Question 3 The speech data has a much smoother distribution. This is most likely due to the natural array of human output. On the other hand, the more regimented durations of MIDI notes are apparent in the Bach files, with large gaps in duration.

Question 4 4A

# use nrow, min and max of VOT for CVOT, but shorten min/max by 15
CVOT <- runif(nrow(gb.df), min=min(gb.df$VOT)-15, max=max(gb.df$VOT)-15)
# use nrow, min and max of VowelLength for CVowelLength, but lengthen min/max by 15
CVowelLength <- runif(nrow(gb.df), min=min(gb.df$VowelLength)+15, 
                      max=max(gb.df$VowelLength)+15)
# CNVOT = CVOT/CVowelLength
CNVOT <- CVOT/CVowelLength

# add additional values above to data frame
gb.df$CVOT <- CVOT
gb.df$CVowelLength <- CVowelLength
gb.df$CNVOT <- CNVOT

# plot VOT histograms on single plot
hist(gb.df$VOT, col=rgb(1,0,0,0.5), xlab='VOT', main='Comparison of VOT')
hist(gb.df$CVOT, col=rgb(0,0,1,0.5), add=T)
legend("topright", c("VOT", "CVOT"), col=c(rgb(1,0,0,0.5), rgb(0,0,1,0.5)), lwd=10)

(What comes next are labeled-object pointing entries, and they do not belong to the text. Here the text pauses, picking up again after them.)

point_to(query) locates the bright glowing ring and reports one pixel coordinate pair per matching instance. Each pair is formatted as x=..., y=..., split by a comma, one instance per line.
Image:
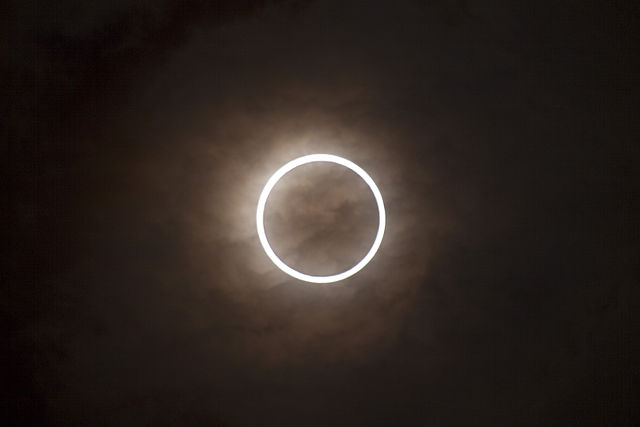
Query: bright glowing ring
x=262, y=201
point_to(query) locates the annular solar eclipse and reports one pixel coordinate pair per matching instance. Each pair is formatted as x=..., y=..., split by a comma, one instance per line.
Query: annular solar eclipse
x=274, y=180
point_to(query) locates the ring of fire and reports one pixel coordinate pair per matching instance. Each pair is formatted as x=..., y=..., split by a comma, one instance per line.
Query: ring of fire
x=262, y=201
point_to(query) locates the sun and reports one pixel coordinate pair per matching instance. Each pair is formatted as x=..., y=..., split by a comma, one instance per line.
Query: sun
x=262, y=201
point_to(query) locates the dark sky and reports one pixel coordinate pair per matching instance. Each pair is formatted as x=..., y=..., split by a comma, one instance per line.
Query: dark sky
x=504, y=137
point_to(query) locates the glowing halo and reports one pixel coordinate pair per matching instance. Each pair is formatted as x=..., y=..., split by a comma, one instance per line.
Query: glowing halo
x=262, y=201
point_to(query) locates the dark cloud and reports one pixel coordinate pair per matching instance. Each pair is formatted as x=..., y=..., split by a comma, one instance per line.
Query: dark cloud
x=502, y=138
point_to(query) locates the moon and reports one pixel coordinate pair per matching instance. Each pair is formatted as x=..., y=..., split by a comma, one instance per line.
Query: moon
x=262, y=201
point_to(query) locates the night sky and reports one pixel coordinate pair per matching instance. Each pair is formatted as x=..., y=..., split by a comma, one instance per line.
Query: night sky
x=137, y=137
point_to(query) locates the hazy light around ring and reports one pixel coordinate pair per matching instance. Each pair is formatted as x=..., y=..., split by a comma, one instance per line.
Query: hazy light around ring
x=262, y=201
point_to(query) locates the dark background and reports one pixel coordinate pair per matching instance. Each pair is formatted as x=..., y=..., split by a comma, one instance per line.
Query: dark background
x=504, y=137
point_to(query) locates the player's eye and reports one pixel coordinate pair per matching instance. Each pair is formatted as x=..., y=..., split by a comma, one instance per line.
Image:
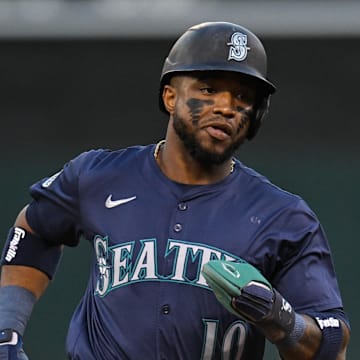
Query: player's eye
x=245, y=98
x=207, y=90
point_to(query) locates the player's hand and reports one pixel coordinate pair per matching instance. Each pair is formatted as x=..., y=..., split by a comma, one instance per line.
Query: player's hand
x=11, y=346
x=244, y=291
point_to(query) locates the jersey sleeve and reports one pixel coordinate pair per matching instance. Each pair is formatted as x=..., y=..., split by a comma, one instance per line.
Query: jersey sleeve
x=307, y=277
x=54, y=212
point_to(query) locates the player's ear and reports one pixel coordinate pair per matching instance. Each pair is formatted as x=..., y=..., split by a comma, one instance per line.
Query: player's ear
x=169, y=98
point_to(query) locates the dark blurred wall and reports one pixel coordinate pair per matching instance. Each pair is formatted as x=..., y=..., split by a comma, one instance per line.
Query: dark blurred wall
x=62, y=97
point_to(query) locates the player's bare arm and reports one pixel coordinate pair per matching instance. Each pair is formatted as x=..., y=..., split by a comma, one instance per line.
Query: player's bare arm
x=307, y=347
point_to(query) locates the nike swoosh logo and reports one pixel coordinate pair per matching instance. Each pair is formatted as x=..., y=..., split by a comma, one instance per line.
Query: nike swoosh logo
x=109, y=203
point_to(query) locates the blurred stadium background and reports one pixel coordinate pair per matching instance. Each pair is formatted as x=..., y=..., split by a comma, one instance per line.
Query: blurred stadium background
x=76, y=75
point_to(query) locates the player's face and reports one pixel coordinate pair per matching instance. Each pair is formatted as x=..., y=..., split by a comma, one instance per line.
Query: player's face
x=211, y=113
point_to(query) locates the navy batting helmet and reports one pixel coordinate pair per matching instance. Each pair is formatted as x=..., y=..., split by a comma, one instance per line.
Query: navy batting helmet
x=221, y=46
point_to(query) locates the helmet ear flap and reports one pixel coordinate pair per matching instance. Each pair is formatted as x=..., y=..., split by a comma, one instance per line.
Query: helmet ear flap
x=262, y=109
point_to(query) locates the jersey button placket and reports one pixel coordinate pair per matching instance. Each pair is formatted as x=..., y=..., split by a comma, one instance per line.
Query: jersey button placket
x=165, y=309
x=181, y=206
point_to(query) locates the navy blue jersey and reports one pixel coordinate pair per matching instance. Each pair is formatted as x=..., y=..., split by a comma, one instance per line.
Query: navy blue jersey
x=146, y=297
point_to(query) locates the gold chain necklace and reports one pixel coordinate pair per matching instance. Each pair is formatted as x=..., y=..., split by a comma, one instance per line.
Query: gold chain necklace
x=162, y=142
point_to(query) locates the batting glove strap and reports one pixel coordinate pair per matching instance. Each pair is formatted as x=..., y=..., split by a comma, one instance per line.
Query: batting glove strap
x=11, y=346
x=258, y=303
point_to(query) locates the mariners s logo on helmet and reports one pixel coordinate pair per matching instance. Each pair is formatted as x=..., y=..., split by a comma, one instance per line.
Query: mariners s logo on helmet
x=238, y=49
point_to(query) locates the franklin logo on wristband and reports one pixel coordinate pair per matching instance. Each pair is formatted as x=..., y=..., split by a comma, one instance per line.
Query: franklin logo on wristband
x=13, y=246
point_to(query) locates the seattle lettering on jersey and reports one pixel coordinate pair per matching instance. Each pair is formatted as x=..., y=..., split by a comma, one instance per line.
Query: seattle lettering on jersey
x=119, y=266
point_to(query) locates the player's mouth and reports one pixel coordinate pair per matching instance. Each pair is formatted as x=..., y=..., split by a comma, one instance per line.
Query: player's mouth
x=220, y=131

# plot VowelLength histograms on single plot
hist(gb.df$VowelLength, col=rgb(1,0,0,0.5), xlab='VowelLength', main='Comparison of VowelLength')
hist(gb.df$CVowelLength, col=rgb(0,0,1,0.5), add=T)
legend("topright", c("VowelLength", "CVowelLength"), col=c(rgb(1,0,0,0.5), rgb(0,0,1,0.5)), lwd=10)

# plot NVOT histograms on single plot
hist(gb.df$NVOT, col=rgb(1,0,0,0.5), xlab='NVOT', main='Comparison of NVOT')
hist(gb.df$CNVOT, col=rgb(0,0,1,0.5), add=T)
legend("topright", c("NVOT", "CNVOT"), col=c(rgb(1,0,0,0.5), rgb(0,0,1,0.5)), lwd=10)

The errors seem to primarily affect VOT and vowel length. The errors make Clyde’s measurements uniformly distributed, rather than normally distributed, as in the Goldrick, Blumstein data.

However, there is still a normal distribution of VOT when Clyde’s errors are normalized. The only difference is that Clyde’s errors have less kurtosis in their distribution than the original data. The normal distribution makes sense, though, since the relationship between two random sets (VOT and vowel length) should still be normal.